Generally regarded as the first star football player in school history, Charlie Haigler played over a six-year span for the Territorial Normal School at Tempe/Normal School of Arizona before a four-year football career at USC. Though impossible by modern standards, no collegiate restrictions were in place to prevent Haigler from a decade of playing college football.
Born in Globe, Ariz., but raised in Tempe, according to records the powerful back was a member of the football squad under head coach Fred Irish from its very beginning through 1902.
Our required course text, Maroon and Gold: A History of Sun Devil Athletics by ASU journalism icon Bob Eger, includes a recollection from the Tempe News stating that during the team's 6-0 win against the Phoenix Indian School in 1899 — the program's first football win ever — Haigler showcased a run that literally brought the house down.
According to the report, the game was played at a field near St.

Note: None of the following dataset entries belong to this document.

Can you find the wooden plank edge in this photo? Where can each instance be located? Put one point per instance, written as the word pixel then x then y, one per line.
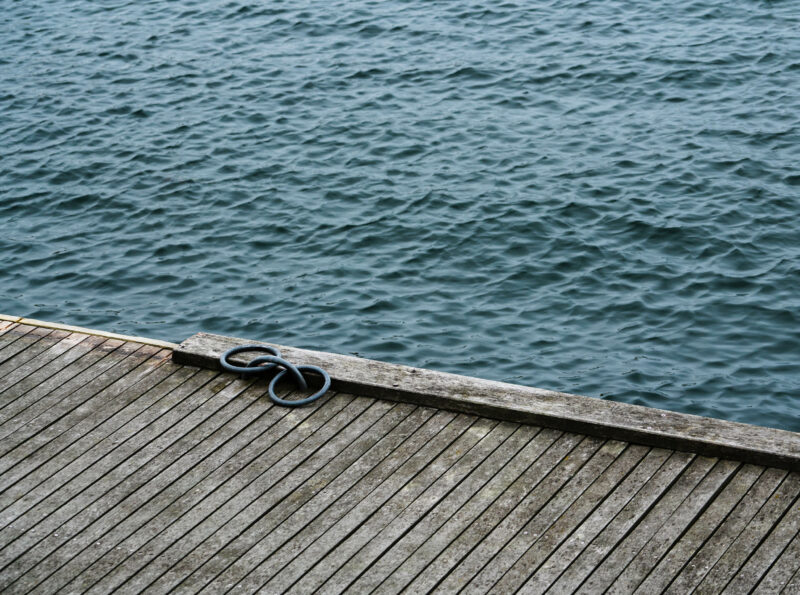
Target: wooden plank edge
pixel 521 404
pixel 87 331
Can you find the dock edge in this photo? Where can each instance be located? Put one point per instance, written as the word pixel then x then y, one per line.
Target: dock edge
pixel 521 404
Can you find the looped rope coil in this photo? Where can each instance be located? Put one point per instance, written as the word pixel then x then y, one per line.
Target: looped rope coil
pixel 255 366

Xavier Church in Phoenix, and during a run in which Haigler reportedly knocked down several opponents and tracked two-thirds of the field, the crowd erupted so vivaciously that the old grandstand on which the audience was seated gave way and collapsed.
Haigler was also a key contributor in the team's 11-2 victory over the University of Arizona in 1899, the first matchup of what has become a vicious in-state rivalry for the iconic Territorial Cup.
He was inducted into the Arizona State University Sports Hall of Fame in 1978 and remains the only member that played football for the school at the turn of the 20th century. Haigler is also one of only four pre-World War II era football players to have been inducted into ASU's Sports Hall of Fame.